AUTHOR=Chao Joseph , Lee Jeeyun , Kim Kyung , Kang So Young , Lee Taehyang , Kim Kyoung-Mee , Kim Seung Tae , Klempner Samuel J. , Lee Hyuk TITLE=A Pilot Study of Baseline Spatial Genomic Heterogeneity in Primary Gastric Cancers Using Multi-Region Endoscopic Sampling JOURNAL=Frontiers in Oncology VOLUME=10 YEAR=2020 URL=https://www.frontiersin.org/journals/oncology/articles/10.3389/fonc.2020.00225 DOI=10.3389/fonc.2020.00225 ISSN=2234-943X ABSTRACT=

Intertumoral heterogeneity among actionable biomarkers including ERBB2, FGFR2 and EGFR has been observed to occur under therapeutic pressure in advanced gastric cancer. However, baseline intratumoral heterogeneity at diagnosis is understudied and may impact clinical outcomes.
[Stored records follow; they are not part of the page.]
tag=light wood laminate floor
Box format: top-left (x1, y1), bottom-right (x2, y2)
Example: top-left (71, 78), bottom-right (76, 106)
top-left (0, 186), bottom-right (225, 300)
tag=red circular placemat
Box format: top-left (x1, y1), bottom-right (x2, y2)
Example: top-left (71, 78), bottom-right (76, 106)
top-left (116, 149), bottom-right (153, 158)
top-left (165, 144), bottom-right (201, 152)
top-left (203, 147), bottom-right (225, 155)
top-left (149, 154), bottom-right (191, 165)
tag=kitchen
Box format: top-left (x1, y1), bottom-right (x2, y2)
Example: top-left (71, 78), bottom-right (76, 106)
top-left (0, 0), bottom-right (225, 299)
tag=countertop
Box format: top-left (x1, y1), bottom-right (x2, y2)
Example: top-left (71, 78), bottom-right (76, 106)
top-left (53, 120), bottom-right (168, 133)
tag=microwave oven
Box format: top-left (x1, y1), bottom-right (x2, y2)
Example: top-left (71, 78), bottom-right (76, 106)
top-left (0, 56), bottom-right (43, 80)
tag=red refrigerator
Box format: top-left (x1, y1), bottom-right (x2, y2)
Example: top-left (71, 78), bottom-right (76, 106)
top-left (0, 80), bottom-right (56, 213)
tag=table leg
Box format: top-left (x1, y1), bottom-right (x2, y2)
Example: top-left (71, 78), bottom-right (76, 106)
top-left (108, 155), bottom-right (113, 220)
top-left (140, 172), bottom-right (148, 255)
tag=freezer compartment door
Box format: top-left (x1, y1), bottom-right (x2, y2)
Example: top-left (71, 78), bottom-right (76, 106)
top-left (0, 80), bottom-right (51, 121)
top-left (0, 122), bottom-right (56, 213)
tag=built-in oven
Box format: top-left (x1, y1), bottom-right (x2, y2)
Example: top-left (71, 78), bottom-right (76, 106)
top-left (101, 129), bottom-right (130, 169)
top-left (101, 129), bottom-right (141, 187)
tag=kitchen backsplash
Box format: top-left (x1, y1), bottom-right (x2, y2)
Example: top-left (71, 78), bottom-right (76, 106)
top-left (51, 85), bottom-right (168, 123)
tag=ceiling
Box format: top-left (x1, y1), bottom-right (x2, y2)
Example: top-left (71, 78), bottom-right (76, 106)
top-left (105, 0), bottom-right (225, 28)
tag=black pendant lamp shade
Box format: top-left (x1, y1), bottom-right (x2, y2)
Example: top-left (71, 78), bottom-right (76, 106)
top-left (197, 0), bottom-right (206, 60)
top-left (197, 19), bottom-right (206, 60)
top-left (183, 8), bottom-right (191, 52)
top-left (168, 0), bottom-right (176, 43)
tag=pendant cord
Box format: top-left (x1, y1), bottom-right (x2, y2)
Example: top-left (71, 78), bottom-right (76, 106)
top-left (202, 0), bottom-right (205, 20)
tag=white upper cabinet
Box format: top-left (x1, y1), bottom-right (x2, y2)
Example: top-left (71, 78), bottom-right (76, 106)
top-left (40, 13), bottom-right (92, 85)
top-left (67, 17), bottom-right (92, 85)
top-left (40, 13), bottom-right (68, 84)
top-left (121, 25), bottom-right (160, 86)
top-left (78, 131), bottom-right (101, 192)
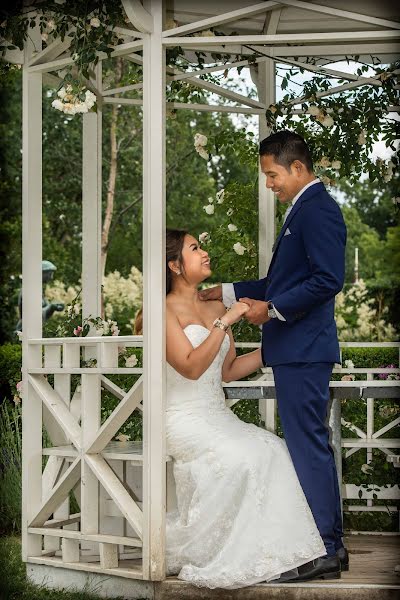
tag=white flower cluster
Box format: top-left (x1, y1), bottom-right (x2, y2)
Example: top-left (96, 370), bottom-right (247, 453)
top-left (315, 156), bottom-right (342, 171)
top-left (51, 85), bottom-right (96, 115)
top-left (194, 133), bottom-right (212, 161)
top-left (335, 279), bottom-right (396, 342)
top-left (308, 104), bottom-right (335, 128)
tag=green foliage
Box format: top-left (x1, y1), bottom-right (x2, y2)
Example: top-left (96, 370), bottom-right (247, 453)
top-left (0, 399), bottom-right (22, 534)
top-left (0, 344), bottom-right (22, 399)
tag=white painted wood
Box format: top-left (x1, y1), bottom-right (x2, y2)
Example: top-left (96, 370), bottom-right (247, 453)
top-left (29, 456), bottom-right (81, 527)
top-left (29, 375), bottom-right (81, 448)
top-left (22, 22), bottom-right (42, 560)
top-left (99, 542), bottom-right (118, 569)
top-left (28, 40), bottom-right (142, 73)
top-left (87, 377), bottom-right (143, 454)
top-left (29, 527), bottom-right (142, 548)
top-left (280, 0), bottom-right (400, 29)
top-left (163, 29), bottom-right (399, 48)
top-left (81, 375), bottom-right (101, 533)
top-left (100, 344), bottom-right (118, 369)
top-left (82, 63), bottom-right (102, 318)
top-left (61, 538), bottom-right (79, 563)
top-left (121, 0), bottom-right (154, 33)
top-left (25, 556), bottom-right (144, 579)
top-left (163, 1), bottom-right (280, 37)
top-left (143, 0), bottom-right (166, 580)
top-left (29, 35), bottom-right (72, 67)
top-left (342, 483), bottom-right (400, 500)
top-left (85, 454), bottom-right (143, 539)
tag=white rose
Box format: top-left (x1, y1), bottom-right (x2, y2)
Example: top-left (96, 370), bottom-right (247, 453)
top-left (357, 129), bottom-right (367, 146)
top-left (196, 146), bottom-right (210, 160)
top-left (57, 87), bottom-right (67, 100)
top-left (217, 190), bottom-right (225, 204)
top-left (321, 116), bottom-right (335, 127)
top-left (308, 104), bottom-right (320, 117)
top-left (51, 99), bottom-right (64, 111)
top-left (199, 231), bottom-right (210, 244)
top-left (233, 242), bottom-right (246, 256)
top-left (125, 354), bottom-right (137, 369)
top-left (317, 156), bottom-right (331, 169)
top-left (361, 464), bottom-right (372, 475)
top-left (194, 133), bottom-right (208, 146)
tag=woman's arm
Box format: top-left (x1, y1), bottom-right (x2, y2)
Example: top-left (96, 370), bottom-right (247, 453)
top-left (222, 331), bottom-right (264, 383)
top-left (166, 302), bottom-right (248, 379)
We sought to explore intratumoral heterogeneity in primary advanced gastric cancers via DNA sequencing from multi-region endoscopic sampling at diagnosis. Patients with newly diagnosed advanced gastric adenocarcinoma underwent endoscopic mapping and pre-determined 8-sector biopsy of the primary tumor with concurrent plasma cfDNA sampling. Biopsy samples were subjected to targeted next generation sequencing and plasma cfDNA was analyzed via a 28-gene cfDNA assay. Expectedly, we observed that the majority of genetic alterations were shared among multi-sector biopsies within the same gastric primary tumor. However, all samples contained private subclonal alterations between biopsy sectors, including actionable alterations in GNAS and STK11. Cell free DNA analyses also exhibited both shared and non-shared alterations between mutations detected in cfDNA and tumor tissue biopsies confirming baseline intertumoral heterogeneity. This is the first dataset to confirm baseline intratumoral heterogeneity and confirms that multi-sector endoscopic biopsy is feasible and capable of capturing intratumoral heterogeneity among relevant genomic alterations in gastric cancer. Both multi-sector endoscopic biopsies and cfDNA analyses are complementary in capturing the diverse mutational landscape at disease presentation.